Surprising etymologies

On the one hand, people are happy to invent (and believe) all sorts of stories about the history of words and phrases (acronymic etymologies, which are hardly ever correct, are enormously popular). On the other hand, some real histories are quite remarkable, and once you’ve seen the details of some well-documented histories — bedlam, nice, silly, O.K. — you might be willing to swallow anything.

Here’s a small-scale example of surprising but true history: the verbs don and doff, as in this cattioned photo (photo by Benno Thoma, caption by me, cat by B. Kliban), from AZBlogX (where several sets of these have been posted; many are not X-rated, but few have linguistic interest, so they end up on my other blog):

The history in brief: from the late Middle English V + Prt verbs do on and do off.

When you hear this idea for the first time, you might well be suspicious of it, because it sounds like an (sneering) appeal to “lazy, careless, uneducated” speech, and because we don’t use do on and do off in modern English (instead it’s put on and take off, as applied to items of clothing), and because don and doff are pretty elevated in style in modern English (so that casual-speech contraction seems unlikely), and because the vowels of don and doff are not the vowel of do. Despite all those impediments, the do on/off story is firmly nailed down.
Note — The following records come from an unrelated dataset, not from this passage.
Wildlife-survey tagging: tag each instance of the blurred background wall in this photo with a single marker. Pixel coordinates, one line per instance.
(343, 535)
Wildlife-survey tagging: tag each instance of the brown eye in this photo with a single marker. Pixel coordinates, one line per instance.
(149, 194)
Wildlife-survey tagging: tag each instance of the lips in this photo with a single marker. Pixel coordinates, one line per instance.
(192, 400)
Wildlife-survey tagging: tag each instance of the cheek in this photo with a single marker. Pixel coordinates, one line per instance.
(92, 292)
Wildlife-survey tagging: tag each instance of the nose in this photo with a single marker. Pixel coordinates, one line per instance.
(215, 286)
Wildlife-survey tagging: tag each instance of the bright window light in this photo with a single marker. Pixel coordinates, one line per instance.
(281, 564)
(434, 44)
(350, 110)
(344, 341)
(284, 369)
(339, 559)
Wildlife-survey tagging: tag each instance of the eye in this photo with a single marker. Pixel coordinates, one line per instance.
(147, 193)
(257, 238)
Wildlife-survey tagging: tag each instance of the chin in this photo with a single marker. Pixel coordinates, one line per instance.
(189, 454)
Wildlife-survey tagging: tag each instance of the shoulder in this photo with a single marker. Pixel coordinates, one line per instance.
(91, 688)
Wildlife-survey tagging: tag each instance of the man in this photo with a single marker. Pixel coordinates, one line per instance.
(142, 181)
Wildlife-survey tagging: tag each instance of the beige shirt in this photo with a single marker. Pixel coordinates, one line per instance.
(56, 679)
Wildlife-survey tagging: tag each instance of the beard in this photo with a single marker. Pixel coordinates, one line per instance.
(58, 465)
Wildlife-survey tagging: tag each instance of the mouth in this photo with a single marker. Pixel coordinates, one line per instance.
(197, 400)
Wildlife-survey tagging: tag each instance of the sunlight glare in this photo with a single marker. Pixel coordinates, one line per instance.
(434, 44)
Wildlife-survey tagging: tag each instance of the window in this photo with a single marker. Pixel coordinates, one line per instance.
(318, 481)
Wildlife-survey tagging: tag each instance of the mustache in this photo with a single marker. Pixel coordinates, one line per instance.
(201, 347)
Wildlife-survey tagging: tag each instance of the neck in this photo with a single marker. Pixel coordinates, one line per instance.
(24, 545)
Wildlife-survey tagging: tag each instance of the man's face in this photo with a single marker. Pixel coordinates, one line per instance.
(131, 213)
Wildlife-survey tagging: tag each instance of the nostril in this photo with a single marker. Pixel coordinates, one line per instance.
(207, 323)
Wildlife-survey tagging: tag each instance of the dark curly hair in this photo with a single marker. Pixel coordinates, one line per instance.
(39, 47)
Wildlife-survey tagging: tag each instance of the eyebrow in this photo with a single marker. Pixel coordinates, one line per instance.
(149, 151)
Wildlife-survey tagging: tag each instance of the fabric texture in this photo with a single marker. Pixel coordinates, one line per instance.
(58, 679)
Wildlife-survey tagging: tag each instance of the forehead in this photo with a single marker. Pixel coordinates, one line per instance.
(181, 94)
People used to say and write things like She will do on/off her hat and He did on/off his hat, also She will do her hat on/off and He did his hat on/off (and this in everyday language), but now these forms of expression are obsolete. Put on and take off have won the day as the neutral verbs, and don and doff (despite their brevity) have become relatively fancy or elegant variants.

So: Don we now our gay apparel!

2 Responses to “Surprising etymologies”

  1. Robert Coren Says:

    if I remember correctly, I deduced this etymology when reading The Lord of the Rings: Aragorn, not wanting to prematurely press his claim to the throne, “did off the star of Elendil” before entering the city of Minas Tirith. (This passage, like much of The Return of the King, is written in an archaic style that contrasts greatly with the parts of the book that center on the hobbits.)

  2. Robert G Says:

    Having just reread most of LOTR (albeit out of order), I noticed that in The Return of the King even Frodo’s dialog takes a distinctly florid turn. It was probably meant to set Frodo further apart, alienating/ennobling him -Tolkien of all people would have been aware of what he was doing – but the change from earlier chapters is so jarring that unconscious bleed-over from the narrative style also seems possible.